(は……? 処罰の結果諜報部に行く事になった奴が、たまたま諜報部にいた生き別れの弟と再会するとか……おいおいおい、どうなってんだそれ、偶然にしちゃ出来すぎだろ?!)

 兄弟の感動の再会。それを目の当たりにしたダルステンは驚愕を顔に浮かべながら当惑した。

「……驚くべき事に、これらは全て偶然なのです。恐らくは誰かの意図によって捻じ曲げられた必然なのでしょう、しかし我々の視点では、どう足掻いてもこれは偶然でしかないのです」

 まるでダルステンの思考を読んだかのように、ケイリオルが小声で語る。しかし、その顔は未だに真っ直ぐ兄弟の熱い抱擁へと向けられている。

「っ、あんたは知ってたのか……この事」
「ええ、初めてアルベルトを見た時に見覚えのある顔だ、とは思っていたのですが……事情聴取の際に彼の話を聞き、確信しました。
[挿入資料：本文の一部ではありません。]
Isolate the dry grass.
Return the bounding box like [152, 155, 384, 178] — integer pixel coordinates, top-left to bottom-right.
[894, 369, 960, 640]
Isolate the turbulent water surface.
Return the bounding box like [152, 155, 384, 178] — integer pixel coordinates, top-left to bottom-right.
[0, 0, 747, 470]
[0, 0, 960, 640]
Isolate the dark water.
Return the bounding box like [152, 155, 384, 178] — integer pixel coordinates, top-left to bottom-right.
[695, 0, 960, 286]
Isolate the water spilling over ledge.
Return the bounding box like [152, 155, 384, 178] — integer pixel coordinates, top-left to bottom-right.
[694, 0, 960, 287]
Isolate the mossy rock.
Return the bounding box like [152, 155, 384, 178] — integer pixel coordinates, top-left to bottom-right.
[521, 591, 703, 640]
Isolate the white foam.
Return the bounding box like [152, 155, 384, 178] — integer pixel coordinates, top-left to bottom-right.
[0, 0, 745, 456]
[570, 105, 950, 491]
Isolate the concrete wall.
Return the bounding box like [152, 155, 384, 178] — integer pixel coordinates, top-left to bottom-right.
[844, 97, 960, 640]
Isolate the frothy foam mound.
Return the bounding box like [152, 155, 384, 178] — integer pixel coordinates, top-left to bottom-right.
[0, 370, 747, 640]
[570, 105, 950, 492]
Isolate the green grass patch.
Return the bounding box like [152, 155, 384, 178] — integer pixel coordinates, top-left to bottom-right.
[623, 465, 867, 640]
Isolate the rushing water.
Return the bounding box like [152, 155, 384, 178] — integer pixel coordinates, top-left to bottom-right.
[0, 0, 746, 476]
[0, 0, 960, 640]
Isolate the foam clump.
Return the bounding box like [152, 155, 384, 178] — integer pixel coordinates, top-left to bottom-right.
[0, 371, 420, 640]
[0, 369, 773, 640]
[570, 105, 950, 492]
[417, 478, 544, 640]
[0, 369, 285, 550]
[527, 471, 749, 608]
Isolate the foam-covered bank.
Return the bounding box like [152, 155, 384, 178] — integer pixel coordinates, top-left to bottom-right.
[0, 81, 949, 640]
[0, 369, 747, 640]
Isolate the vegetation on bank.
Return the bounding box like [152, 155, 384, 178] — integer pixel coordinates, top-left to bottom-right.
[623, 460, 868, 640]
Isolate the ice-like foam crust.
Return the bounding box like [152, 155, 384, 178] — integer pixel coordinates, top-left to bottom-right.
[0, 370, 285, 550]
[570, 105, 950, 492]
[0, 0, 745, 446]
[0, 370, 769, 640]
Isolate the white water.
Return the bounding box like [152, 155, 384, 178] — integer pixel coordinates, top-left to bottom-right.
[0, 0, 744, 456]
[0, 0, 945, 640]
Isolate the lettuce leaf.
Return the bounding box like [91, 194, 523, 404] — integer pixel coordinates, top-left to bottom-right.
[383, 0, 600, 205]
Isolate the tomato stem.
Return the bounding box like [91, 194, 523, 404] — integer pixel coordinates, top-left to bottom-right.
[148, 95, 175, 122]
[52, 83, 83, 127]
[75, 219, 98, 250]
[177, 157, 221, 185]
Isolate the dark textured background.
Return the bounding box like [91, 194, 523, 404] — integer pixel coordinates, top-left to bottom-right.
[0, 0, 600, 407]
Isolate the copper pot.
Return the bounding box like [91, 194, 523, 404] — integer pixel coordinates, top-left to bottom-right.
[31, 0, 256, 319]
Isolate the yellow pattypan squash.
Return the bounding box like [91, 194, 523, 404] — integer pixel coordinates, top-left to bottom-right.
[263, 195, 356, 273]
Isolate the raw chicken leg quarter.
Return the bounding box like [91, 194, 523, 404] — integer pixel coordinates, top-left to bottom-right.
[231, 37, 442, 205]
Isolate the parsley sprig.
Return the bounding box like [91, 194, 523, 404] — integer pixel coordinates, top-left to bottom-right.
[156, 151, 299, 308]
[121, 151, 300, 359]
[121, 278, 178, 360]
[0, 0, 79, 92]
八年前にヌルが連れて来た記憶喪失の少年と彼の捜す弟が同一人物だと。なのでいつか機を見て再会させてやれればと思っていたのですが……まさかアルベルトが諜報部に行く事になるとは思わず」
「それが決まってからケイリオル様より儂の方に命令が下りたんだ。『今度そちらに新人が入る事になるので、その教育係にはサラを用意して下さい』ってな」
「じゃあ諜報部の、あんたも……」
「ケイリオル様が儂にわざわざあんな命令を下したからには、な。新人が気になって夜中にこっそり地下監獄まで見に行った所、見事予想通りだったと言う訳だ」

 あまりにも意味不明で信じられないような偶然に、ダルステンは息を飲んだ。限りなく奇跡に近い偶然。そんなものが目の前で起きたのだから当然だ。
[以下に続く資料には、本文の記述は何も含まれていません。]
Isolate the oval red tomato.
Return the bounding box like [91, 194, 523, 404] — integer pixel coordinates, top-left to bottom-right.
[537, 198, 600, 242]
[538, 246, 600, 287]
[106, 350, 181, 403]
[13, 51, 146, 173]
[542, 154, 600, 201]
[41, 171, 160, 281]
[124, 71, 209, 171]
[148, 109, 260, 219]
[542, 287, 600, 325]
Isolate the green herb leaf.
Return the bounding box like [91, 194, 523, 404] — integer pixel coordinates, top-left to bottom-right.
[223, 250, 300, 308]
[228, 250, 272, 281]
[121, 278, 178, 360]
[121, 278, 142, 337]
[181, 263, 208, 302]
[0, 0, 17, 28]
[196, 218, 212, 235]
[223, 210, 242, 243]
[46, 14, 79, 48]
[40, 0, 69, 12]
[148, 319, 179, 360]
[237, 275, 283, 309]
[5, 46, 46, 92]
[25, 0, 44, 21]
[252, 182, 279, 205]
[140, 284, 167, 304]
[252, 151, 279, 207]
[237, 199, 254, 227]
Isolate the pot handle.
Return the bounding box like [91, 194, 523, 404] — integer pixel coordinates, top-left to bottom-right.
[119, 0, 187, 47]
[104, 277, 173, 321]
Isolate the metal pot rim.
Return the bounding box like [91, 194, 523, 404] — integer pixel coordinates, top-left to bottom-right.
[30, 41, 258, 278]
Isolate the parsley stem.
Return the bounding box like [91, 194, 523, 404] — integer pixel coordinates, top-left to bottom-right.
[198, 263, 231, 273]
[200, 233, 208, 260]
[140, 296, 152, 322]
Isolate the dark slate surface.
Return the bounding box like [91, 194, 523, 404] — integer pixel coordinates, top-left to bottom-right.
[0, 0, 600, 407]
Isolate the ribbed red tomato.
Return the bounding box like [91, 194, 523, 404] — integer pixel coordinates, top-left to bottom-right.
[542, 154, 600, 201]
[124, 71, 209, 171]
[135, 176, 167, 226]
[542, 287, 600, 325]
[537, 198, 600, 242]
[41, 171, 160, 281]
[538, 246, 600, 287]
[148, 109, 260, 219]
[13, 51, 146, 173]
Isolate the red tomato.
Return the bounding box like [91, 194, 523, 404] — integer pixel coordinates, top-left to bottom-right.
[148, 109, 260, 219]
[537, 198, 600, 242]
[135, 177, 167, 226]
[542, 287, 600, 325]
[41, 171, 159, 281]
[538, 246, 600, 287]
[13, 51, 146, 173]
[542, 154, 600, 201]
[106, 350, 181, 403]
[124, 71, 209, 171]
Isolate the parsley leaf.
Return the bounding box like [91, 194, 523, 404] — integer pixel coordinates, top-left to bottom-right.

(……やはり、どうにもこれをただの偶然と片付けるにはあまりにも……)

 誰もが奇跡的な偶然だと思う中、ケイリオルだけはこれを必然だと疑っていた。だがそれを確信に至らせる情報材料が足りない。そんな、拭い切れない疑念だけがケイリオルの中に残る。

(──まさか、ね……)

 ふとケイリオルの脳裏をよぎる一人の少女の顔。この事件に一番深く関わる彼女が意図した偶然なのでは、とケイリオルは考えたのだが……流石に無理のある事かと彼は結論づける。
 その判断が誤りである事など、この時のケイリオルには知る由もない事であった。

「エル……っ、これからは、ずっと……ずっと一緒にいような……!」

 アルベルトはエルハルトを力強く抱き締めて、大粒の涙と共にそう繰り返した。そんな号泣する男の肩で、エルハルトは「うん」と幸せそうに微笑んだ。
 こうしてアルベルトの望みは叶った。誰も気づかぬような水面下で仕組まれた偶然により、奇跡的な再会を果たしたのだ。